One night can change everything…
Two years ago, Leigh Anne Davis shocked everyone in tiny Fairhope, Georgia when she broke up with her wealthy boyfriend to attend an Ivy League university a thousand miles away. At school, she finds a happiness and independence she’s never known.
Until one terrifying night takes it all away from her.
With no place else to go, Leigh Anne heads home to reclaim her old life. A life she worked so hard to escape. On the outside, she seems like the same girl everyone has always known. But deep inside, she’s hiding a terrible secret.

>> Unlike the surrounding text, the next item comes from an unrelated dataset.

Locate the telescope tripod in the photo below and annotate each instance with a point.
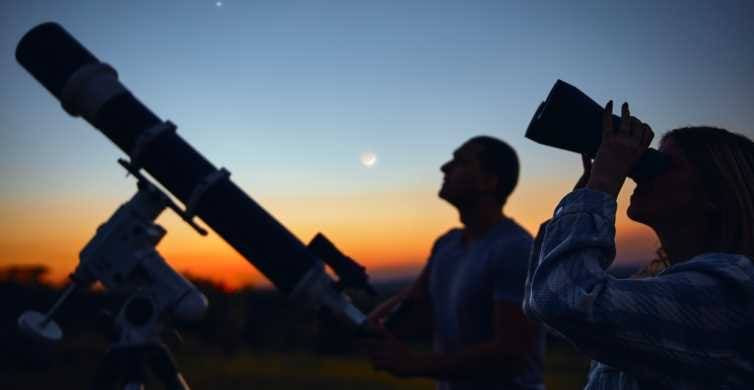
(126, 366)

That’s when she meets Knox Warner, a troubled newcomer to Fairhope. His eyes have the same haunted look she sees every day in the mirror, and when she’s near him, the rest of the world fades away. But being with Knox would mean disappointing everyone all over again. If she wants to save what’s left of her old life, she has no choice but to say goodbye to him forever.
Only, the trouble with goodbye is that sometimes it’s about courage and sometimes it’s about fear. And sometimes you’re too broken to know the difference until it’s too late.
-A copy was provided by Sarra Cannonfor review-
Girl comes back from a terrible college semester, girl meets boy, girl and boy are obviously both broken, boy helps girl find her way out of her dark place. It didn’t take long for me to put this whole story together and figure out what happened to Leigh Anne. I think this is done a little purposefully, though; how we’re made to be aware of what happened before we’re told explicitly. It does help to get us emotionally involved to some extent, making us immediately sympathetic towards our protagonist. Since we know what she’s burdened with, this helps understand her character somewhat as well. Nonetheless, I found myself not especially connecting with her with any sort of emotional depth. Her situation, albeit extremely disheartening, didn’t grasp me like I was hoping. It could be because it’s a story I’ve read numerous times, but it could also be because Leigh Anne failed to let me in. The romance is also an aspect I neither loved nor hated. It wasn’t exactly insta-love, but it did evolve into “I love yous” fairly quickly, not giving me a chance to feel it first.
Even though this plot is one I have read before, it’s the kind of story you can read countless times and, since they all have different circumstances, still gets you enraptured in it. The Trouble With Goodbye was that kind of read for me. I got caught up in it pretty easily. It helped that this one was kept fun and sweet, giving us a reprieve from the darker toned books with equally hard topics. There were some minor things plot wise that annoyed me, however. The one most worthy of note is Leigh Anne’s mother. I could not stand this woman whatsoever. She doesn’t even deserve the title of “mother” with the disgusting way she acts in this story. Caring more about her image than what her daughter went through. Ugh! I know such cold motherly behavior does exist, but I had a hard time believing Leigh Anne’s would be uncaring to such degree – not even coming through at the end at all. One thing it did offer is character growth on Leigh Anne’s part, seeing as she has to unclaw herself from her dependence on her parents.
It seems like I mentioned more negatives than positives in this review, but really I did enjoy the book, I just don’t have any comments in particular about it otherwise. It was a good book, it didn’t blow me away due to 1) the flaws mentioned above and 2) not standing out from others I’ve read with this storyline. With that said, I can see those newer to the genre being easily captivated by this novel.